Together, these studies further illustrate the complex crosstalk associated with NF-κB signaling in maintaining cancer cell survival, and highlight the varied roles of ΙΚΚε. This diversity is especially critical in the context of cancer where plasticity is advantageous for cell survival. Although IKKε expression is inversely proportional to p52, both are required for growth in LA. This suggests that, while some of their functions may overlap in HA conditions, these two proteins may also serve independent roles in sustaining the LA cells. Current literature states that canonical and non-canonical substrates can be targeted by ΙΚΚε to induce NF-κB activation [39]. Importantly, both canonical and non-canonical NF-κB signals support cancer cell progression and the crosstalk with other signaling pathways provides additional mechanisms for oncogenesis [21, 37]. This may be especially important in a changing tumor cell microenvironment. For example, in the reversible process of epithelial-to-mesenchymal transition, cellular requirements differ as the cell fluxes between a solid primary tumor, shedding into the lympho-vascular system, and re-settling into a micrometastatic niche. Breast cancer stem cells are known to have this capacity to transition between epithelial and mesenchymal states, and it has been shown that NF-κB can regulate this process [37, 40]. The complex interaction between IKKε and p52 requires further study in order to identify the optimal point of intervention when designing therapeutics to target these pathways.

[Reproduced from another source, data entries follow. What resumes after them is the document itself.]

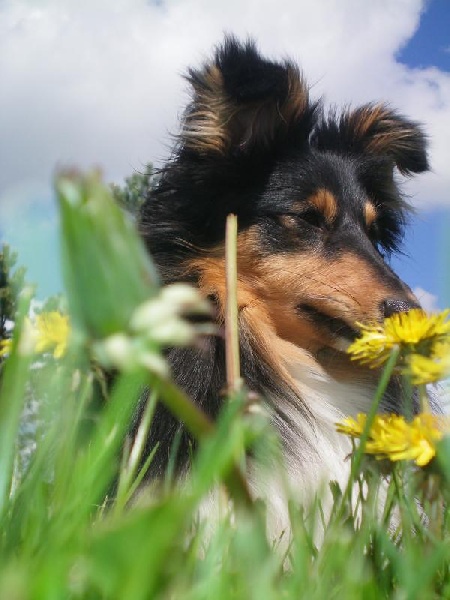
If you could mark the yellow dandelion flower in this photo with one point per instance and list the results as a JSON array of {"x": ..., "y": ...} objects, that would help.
[
  {"x": 424, "y": 369},
  {"x": 5, "y": 347},
  {"x": 413, "y": 332},
  {"x": 392, "y": 437},
  {"x": 52, "y": 333}
]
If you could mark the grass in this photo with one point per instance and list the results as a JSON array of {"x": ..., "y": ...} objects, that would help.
[{"x": 63, "y": 535}]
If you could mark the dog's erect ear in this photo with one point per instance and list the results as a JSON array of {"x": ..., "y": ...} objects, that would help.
[
  {"x": 379, "y": 131},
  {"x": 243, "y": 102}
]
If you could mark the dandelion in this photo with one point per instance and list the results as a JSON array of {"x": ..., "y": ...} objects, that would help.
[
  {"x": 392, "y": 437},
  {"x": 5, "y": 347},
  {"x": 52, "y": 333},
  {"x": 413, "y": 333},
  {"x": 429, "y": 369},
  {"x": 49, "y": 332}
]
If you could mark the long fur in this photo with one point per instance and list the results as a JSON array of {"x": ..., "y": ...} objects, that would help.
[{"x": 319, "y": 210}]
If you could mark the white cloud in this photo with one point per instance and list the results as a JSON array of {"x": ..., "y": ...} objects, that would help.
[
  {"x": 99, "y": 82},
  {"x": 428, "y": 301}
]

In light of these findings and our current study, it is plausible that ΙΚΚε supports proliferation via canonical MEK activation in anchorage supportive conditions and viability via non-canonical NF-κB p52 signaling in anchorage-resistant conditions. These findings underscore the key role of ΙΚΚε in both primary tumors and the metastatic process. Importantly, our previous work showed that ΙΚΚε was higher in metastatic ovarian cancer, and was crucial to the metastatic process in a mouse model [24]. The results presented herein underscore a similar function for ΙΚΚε in TNBC, and designate a cooperative role for non-canonical NF-κB signaling in resisting anoikis and forming spheroids.

Conclusions

There is dire need to develop better combinatorial therapeutics for combating TNBC. ΙΚΚε is a diverse kinase capable of supporting viability of TNBC cells under different cellular contexts. Our study suggests that IKKε cooperates with MEK to support proliferation whereas IKKε directs cellular resources to p52 to support viability in an anchorage resistant or mobile setting. A better understanding of the function of IKKε within the NF-κB signaling network as well as with other major signaling pathways will likely provide alternative therapeutic strategies for patients with TNBC.